Der Gesamtumschlag von etwa 13 Millionen Tonnen bedeutete ein Plus von zehn Prozent im Vergleich zum Vorjahr. Die Zahl der abgefertigten Seeschiffe stieg um rund 23 Prozent und der Binnenschiffe um rund 6 Prozent im Vergleich zum Vorjahr. Auch für dieses Jahr zeigte sich Schnabel optimistisch. Die Zahl der Mitarbeiter von derzeit 350 werde weiter aufgestockt. Geschäftszahlen nannte er nicht.

Mit 13 Prozent verzeichnete der Elbehafen 2017 das stärkste Plus (insgesamt rund 10 Millionen Tonnen), der Hafen Ostermoor steigerte den Umschlag um 8 Prozent und der Ölhafen um ein Prozent. In den vergangenen zehn Jahren nahm die Umschlagmenge um 3,7 Millionen Tonnen oder 40 Prozent zu.

Insbesondere der Umschlagszuwachs von Flüssig- und Massengütern ist laut Schnabel für das Rekordergebnis in den drei Brunsbütteler Häfen verantwortlich. Wachstumstreiber im Bereich der Flüssiggüter seien das Handling unterschiedlicher Chemieprodukte im Hafen Ostermoor, der Umschlag von Ölprodukten im Brunsbütteler Ölhafen sowie das Handling von Rohöl und Propangas im Elbehafen. Im Bereich Massengut wurden unter anderem mehr Baustoffe und Kupfererzkonzentrat umgeschlagen und zwischengelagert.

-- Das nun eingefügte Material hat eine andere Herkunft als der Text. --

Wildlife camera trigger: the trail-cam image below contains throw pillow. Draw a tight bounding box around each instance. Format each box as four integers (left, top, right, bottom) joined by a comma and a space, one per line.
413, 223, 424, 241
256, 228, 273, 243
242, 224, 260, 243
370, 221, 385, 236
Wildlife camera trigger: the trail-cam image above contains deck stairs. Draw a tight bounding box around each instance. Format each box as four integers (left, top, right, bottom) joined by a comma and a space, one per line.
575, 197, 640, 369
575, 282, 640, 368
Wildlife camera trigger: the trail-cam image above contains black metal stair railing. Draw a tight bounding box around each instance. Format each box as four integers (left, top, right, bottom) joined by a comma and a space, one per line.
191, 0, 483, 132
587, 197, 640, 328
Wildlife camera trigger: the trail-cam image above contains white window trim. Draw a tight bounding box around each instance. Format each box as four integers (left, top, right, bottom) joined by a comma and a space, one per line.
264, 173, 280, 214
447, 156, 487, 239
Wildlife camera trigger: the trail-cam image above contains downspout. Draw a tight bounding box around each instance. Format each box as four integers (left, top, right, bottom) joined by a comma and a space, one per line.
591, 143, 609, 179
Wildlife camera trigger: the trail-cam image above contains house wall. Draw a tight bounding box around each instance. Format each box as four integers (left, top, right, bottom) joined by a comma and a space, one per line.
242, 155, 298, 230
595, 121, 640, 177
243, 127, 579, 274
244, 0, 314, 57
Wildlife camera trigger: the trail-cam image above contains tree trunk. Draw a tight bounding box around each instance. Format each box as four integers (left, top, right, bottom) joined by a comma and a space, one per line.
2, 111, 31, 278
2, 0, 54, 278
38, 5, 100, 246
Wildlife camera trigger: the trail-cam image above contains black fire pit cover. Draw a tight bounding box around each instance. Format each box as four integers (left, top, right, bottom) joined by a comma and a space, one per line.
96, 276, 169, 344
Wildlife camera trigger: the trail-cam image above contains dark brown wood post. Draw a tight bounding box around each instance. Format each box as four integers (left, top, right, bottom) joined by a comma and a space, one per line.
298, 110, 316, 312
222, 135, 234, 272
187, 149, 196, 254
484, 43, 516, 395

Die Brunsbüttel Ports GmbH hat inzwischen 15 Hafen- und Logistikstandorte unter der Dachmarke Schramm Ports & Logistics.

Neben den drei Brunsbütteler Häfen gehören dazu die Häfen Glückstadt und Rendsburg, vier Logistikstandorte in Hamburg und sechs Häfen beziehungsweise Terminals in Schweden. Umgeschlagen hat die Gruppe 2017 insgesamt rund 16,5 Millionen Tonnen - ein Plus von fast 13 Prozent.„Dieses Jahresergebnis bestätigt unsere Universalhafen-Strategie, uns breit aufzustellen und die verschiedenen Verkehrsträger Wasser, Schiene und Straße zu nutzen“, sagte Schnabel. Im Geschäftsjahr 2017 baute das Hafen- und Logistikunternehmen seine Aktivitäten national und international weiter aus. Zum 1. März übernahm die Schramm Ports & Logistics Sweden AB, eine Tochter der Brunsbüttel Ports GmbH, die Mehrheitsanteile am schwedischen Hafenbetreiber und Logistikunternehmen Söderhamns Stuveri & Hamn AB (SSHAB).

Im Herbst erhielt Brunsbüttel Ports außerdem den Zuschlag für die Verlängerung der Logistikdienstleistungen am Vattenfall Heizkraftwerk Moorburg und übernimmt zusätzlich nun auch die Umschlagslogistik für die Vattenfall Heizkraftwerke Tiefstack und Wedel. Im Januar 2018 kommt noch ein weiterer Industriekunde in Brunsbüttel dazu, für den das Unternehmen einen Teil der Hafen-/Werkslogistik übernimmt.

Brunsbüttel ist in Schleswig-Holstein der wichtigste Hafenstandort. Einem im April veröffentlichten Gutachten zufolge könnten dort bis zu 1000 weitere Jobs entstehen. Bisher sichern der Elbehafen und die beiden Kanalhäfen die Arbeitsplätze von rund 12 600 Menschen in der Region und generieren eine Bruttowertschöpfung von rund 870 Millionen Euro. Geplant ist die Errichtung eines LNG-Importterminals. Dadurch könnten über Brunsbüttel pipelineunabhängig weltweit neue Erdgasbezugsquellen erschlossen werden. Der Investor N. V. Nederlandse Gasunie favorisiert Brunsbüttel als Standort. Im Fall einer Realisierung könnten Investitionen geschätzt in Höhe von rund 450 Millionen erfolgen.